The usefulness of alternative data such as sentiment comes from its ability to instantly capture new price-moving information, providing an information edge to asset managers that use such data. Other alternative data sources can provide information that was recently unavailable. But how to assign the monetary value to an alternative dataset?
This question is interesting for data users as well as data providers, such as our partner Refinitiv. Information about how valuable a particular dataset is for investors, allows data providers to optimize their pricing schemes and increase revenues. On the other hand, the value of alternative data for data consumers (such as asset managers) lies in its monetizing potential and in increasing their returns.

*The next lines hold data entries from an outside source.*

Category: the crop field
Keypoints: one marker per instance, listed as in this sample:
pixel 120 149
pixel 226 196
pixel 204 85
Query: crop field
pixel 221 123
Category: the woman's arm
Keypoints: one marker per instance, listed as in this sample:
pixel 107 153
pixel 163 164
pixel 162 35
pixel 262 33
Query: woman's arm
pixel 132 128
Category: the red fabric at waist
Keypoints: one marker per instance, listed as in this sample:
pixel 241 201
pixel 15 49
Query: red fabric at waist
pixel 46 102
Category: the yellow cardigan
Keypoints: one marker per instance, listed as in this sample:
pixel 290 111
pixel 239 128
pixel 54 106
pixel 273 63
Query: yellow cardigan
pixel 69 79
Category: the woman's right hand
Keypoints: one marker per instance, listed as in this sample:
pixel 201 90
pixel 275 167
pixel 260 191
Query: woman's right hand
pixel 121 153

The value of alternative data depends on the investor’s profile and the fund’s size. For example, signals extracted from some alternative datasets require immediate action, such as social media sentiment. So the value of such a dataset could be greater for investors who rebalance their portfolios more frequently. The size of a fund also plays an important role: a seemingly expensive dataset might generate many multiples of its cost in additional profits for a fund large enough – but possibly not for a smaller fund.
Another issue is that the value of alternative data depends on how it is going to be used. In other words: what are the signals extracted from these data and what is the envisioned investment strategy? Finally, the value of alternative data is not an absolute number, but it is always relative to a certain benchmark – which can be passive, such an index, or active, such as an alternative strategy (for instance, the one currently employed by the fund), which does not use such data.